The main development assets of the country are in the tourism and mining industries. In 2007, major underground mining projects were launched to exploit mineral sands, coal, gold, bauxite and tantalum. The economy and politics are in the hands of a very small elite descended from assimilados, Africans assimilated by the Portuguese during the colonial era, and another larger one coming from neighboring South Africa. Most of the workforce is poorly trained. The training system was influenced by the country’s colonial past, but with an underdeveloped secondary and university system. Portuguese colonization westernized the elites by imposing a Portuguese schooling, but just primary level. The elites who led the country to independence passed on the education they received to the masses. The economy is struck by the brain drain, the rare academics trained preferring to expatriate. International aid and investment have allowed the country to make some spectacular strides. GDP growth is roughly 7% each year. In 2009, Mozambique is the country with the lowest public debt as a percentage of gross domestic product with a rate of 3.7%. However, the discovery in April 2016 of hidden debt of more than two billion dollars, linked to opaque loans carried out by public enterprises, gives a brake on growth which drops to 3% between 2016 and 2017. The country declares itself in default in January 2017.

However, the lack of infrastructure, corruption and the high prevalence of AIDS (which has dramatically reduced life expectancy) are obstacles to development, as well as the presence of armed conflict or civil instability at its borders, or local unrest still subsisting sporadically following the long civil war, and environmental difficulties with their plots of populations displaced by severe flooding and periods of intense drought. From 2010, large gas reserves were discovered off the country’s northern coasts. They would constitute the 4th most important reserves in the world after Qatar, Russia and Iran. The location of these deposits is an asset due to their ease of transportation to the Asian market. By 2025, the country can also become one of the main producers of coal.

Mozambique’s demography

The country lost a lot of inhabitants during the slave trade and its civil war, and the young population (half of the inhabitants is under 20 years old) is increasing rapidly. Despite a high birth rate (5 children per woman), natural growth was hampered by the AIDS pandemic (12%). Access to contraception is limited. Beira and its surroundings were hit on March 15, 2019 by cyclone Idai with winds that blown up to 205 km / h. As of April 26, 2019, the death toll is over 600. It is the deadliest cyclone of the 2018-2019 cyclone season in the southwest Indian Ocean.

Mozambique’s education

The education level in Mozambique is nine years for boys and seven years for girls, which gives an average of 8 years of education (2005).

Mozambique’s language

Of the 43 languages ​​listed in Mozambique, the main ones, by their number of speakers over 5 years old, according to the 1997 census, are: Emakhuwa (3,291,916 speakers, or 26.3% of the population over 5 years), xichangana (1,423,327, or 11.4%), elomwe (985,920, or 7.9%), Sena from Mozambique (876,057, or 7.0%), Portuguese ( 809,186, or 6.5%), and echwabo (786,715, or 6.3%).

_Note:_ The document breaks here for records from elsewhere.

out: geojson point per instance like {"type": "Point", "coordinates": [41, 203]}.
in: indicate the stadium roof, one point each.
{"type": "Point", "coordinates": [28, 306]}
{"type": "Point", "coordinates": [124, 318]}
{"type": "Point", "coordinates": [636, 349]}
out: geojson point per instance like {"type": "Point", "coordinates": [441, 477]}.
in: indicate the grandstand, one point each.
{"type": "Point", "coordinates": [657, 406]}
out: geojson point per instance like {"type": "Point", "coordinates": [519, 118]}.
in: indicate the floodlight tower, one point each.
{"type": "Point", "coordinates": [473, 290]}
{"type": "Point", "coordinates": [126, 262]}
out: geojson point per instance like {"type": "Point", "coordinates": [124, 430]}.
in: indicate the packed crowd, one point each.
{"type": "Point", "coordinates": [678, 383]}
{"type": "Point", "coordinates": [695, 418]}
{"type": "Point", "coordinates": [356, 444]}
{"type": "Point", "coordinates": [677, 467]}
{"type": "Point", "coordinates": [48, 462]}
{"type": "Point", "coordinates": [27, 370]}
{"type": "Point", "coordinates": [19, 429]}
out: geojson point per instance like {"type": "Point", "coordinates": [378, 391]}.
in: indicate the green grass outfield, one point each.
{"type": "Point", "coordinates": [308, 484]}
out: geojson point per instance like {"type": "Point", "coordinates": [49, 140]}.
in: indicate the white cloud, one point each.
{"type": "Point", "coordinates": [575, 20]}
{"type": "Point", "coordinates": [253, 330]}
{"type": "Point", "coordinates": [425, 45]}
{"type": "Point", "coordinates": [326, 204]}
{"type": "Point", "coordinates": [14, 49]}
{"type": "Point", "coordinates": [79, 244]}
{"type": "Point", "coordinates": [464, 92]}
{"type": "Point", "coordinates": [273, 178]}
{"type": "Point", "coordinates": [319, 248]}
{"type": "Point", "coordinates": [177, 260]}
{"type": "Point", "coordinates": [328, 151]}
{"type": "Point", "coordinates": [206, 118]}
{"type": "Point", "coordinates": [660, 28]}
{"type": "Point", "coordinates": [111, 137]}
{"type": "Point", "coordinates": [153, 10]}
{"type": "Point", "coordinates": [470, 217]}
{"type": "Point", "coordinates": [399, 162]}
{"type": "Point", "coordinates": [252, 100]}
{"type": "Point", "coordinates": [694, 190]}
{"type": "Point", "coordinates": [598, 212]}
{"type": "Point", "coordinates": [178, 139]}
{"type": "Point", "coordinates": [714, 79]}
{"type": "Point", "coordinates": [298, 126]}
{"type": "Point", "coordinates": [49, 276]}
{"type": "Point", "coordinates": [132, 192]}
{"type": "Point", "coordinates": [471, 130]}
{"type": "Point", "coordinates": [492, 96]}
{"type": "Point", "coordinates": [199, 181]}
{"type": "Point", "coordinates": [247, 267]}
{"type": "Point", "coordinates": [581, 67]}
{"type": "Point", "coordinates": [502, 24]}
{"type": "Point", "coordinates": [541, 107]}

Regarding the Portuguese language, according to the 2007 census 50.4% of the population can speak it (80.8% in the city and 36.3% in the countryside) against 39.5% in 1997 and 24.4% in 1980 ; 12.8% use it as their main language at home (8.8% in 1997); and 10.7% consider it as their mother tongue (6.5% in 1997 and 1.2% in 1980). In Maputo, the capital, 42.9% of residents aged 5 and over have Portuguese as their mother tongue20 and 55.2% as their main language on a daily basis. Between 1997 and 2007 the Portuguese language progressed throughout the country. The Bantu languages ​​represent the mother tongues of 85.2% of the country’s population (93.5% in 1997 and 98.8% in 1980).